Cochlear Implants: From no so humble beginnings

Cochlear Implants: from not-so-humble beginnings

Cochlear blog

From their inception, cochlear implants have paved the way in user benefits and innovation. Thirty years ago, remarkably, they provided hearing to those with severe and profound hearing loss for rudimentary speech recognition in quiet settings, especially in addition to lip-reading.

Outcomes: Average sentence understanding with modern cochlear implants in quiet without lip-reading exceeds 80%. With successive improvements in implant design, surgical techniques and external sound processing, we have seen steady improvements in performance and a huge expansion of criteria for implantation towards better residual hearing. Today, those with excellent low frequency hearing are readily implanted using atraumatic hearing preservation surgery and provided with specifically designed hybrid hearing aid and cochlear implant (EAS) devices. These recipients attain highest scores in background noise tests (image courtesy of MedEL).

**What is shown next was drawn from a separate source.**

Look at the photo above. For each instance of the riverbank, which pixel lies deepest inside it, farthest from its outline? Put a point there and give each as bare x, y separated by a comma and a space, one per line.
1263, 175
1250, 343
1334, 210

Usability: Cochlear implant and hearing aid manufacturers have teamed to improve the comfort of listening and performance in noise. We see automatic spatial zooming to the dominant speech signal when noise exceeds a predefined level. We also see the automatic cancellation of wind caused turbulence and selective noise reduction algorithms applied to situations such as cafés, large crowds and music. Over the last 3 years, recipients have been able to wear their devices while swimming, increasing usability significantly, especially for children attending swimming lessons.

One of the most influential recent advancements is direct streaming from a smart device. This means improved phone and digital world access with unprecedented opportunities for auditory rehabilitation using podcasts and smartphone applications.

Clinical Implications: Since the late 1990s, audiologists have been able to use objective measurements of the auditory nerve’s response to electrical stimulation through the implant. Nowadays, it is used routinely during surgery to test auditory nerve integrity and to facilitate programming in infants and others who are not able to provide subjective responses needed for adjusting the implant system.

Currently, the most advanced electrophysiological measures provide cortical responses evoked by sound in cochlear implant recipients. This gives us additional objective data for programming, as well as invaluable insights into the role of higher order auditory structures in recipients’ speech understanding.